I think the publishing requirement is a good one regardless of impact factor. As a PhD student, publishing their own work should be a part of their training. You cannot survive in science without publishing. As a student, it is more about the exercise of publishing rather than the impact of the journal.
I agree with this wholeheartedly, but the fact is that some research groups are much more efficient at publishing than others. I finished my PhD with only a couple of publications, in decent but not fabulous journals. But the reality is that I was working almost entirely on my own, with very little help or input from my advisor. It wasn't training, it was being tossed in at the deep end and expected to swim. The flipside, of course, is that I came out of my PhD functioning at a much higher level than many of my peers who have more impressive publication lists.
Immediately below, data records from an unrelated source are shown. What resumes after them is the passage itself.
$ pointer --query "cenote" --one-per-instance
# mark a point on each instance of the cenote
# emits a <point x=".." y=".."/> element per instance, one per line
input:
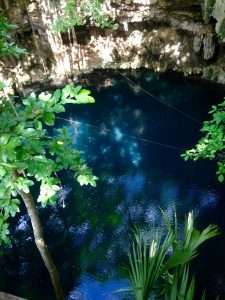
<point x="132" y="138"/>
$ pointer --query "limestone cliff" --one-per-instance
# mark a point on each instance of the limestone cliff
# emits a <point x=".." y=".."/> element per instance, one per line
<point x="154" y="34"/>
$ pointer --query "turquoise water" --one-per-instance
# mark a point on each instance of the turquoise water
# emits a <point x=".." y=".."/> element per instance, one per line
<point x="132" y="139"/>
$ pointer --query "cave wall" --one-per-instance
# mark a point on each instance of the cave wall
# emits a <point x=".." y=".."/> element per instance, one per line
<point x="155" y="34"/>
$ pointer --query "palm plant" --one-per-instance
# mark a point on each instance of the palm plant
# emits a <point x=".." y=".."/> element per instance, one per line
<point x="160" y="268"/>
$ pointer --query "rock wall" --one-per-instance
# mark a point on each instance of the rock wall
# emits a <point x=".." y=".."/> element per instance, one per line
<point x="155" y="34"/>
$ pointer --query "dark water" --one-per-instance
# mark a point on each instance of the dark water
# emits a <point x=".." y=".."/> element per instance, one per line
<point x="133" y="142"/>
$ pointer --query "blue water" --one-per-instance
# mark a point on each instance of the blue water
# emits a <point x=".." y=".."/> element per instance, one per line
<point x="133" y="141"/>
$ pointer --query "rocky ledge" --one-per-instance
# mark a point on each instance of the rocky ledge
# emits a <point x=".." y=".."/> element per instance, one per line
<point x="159" y="35"/>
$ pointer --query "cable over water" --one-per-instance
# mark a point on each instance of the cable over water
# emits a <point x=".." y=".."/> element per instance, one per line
<point x="162" y="102"/>
<point x="142" y="139"/>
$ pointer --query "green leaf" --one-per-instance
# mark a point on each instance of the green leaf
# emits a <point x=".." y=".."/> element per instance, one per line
<point x="221" y="178"/>
<point x="49" y="118"/>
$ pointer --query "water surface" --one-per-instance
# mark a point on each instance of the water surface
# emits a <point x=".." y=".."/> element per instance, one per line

On the subject of US vs UK PhDs, this is an issue that I have very conflicted feelings about. I think the US system, when it works, does seem to produce PhDs who are more invested in their own research and better prepared to be independent researchers. When it doesn't work, though, it wastes colossal amounts of time and produces people who are bitter and cynical and either abandon research entirely or go on to torture their own grad students. The UK system is a bit kinder, I think, and doesn't interfere as much with people getting on with their lives.
The comparison between me and my British officemate is pretty stark. We're almost the same age--she's actually a bit younger. But she finished her PhD and started a postdoc two years earlier than me, and she and her husband own a house and two cars and just had a baby.
On my more depressed days I sometimes think that I've got the worst of both worlds by doing an American PhD and a UK postdoc.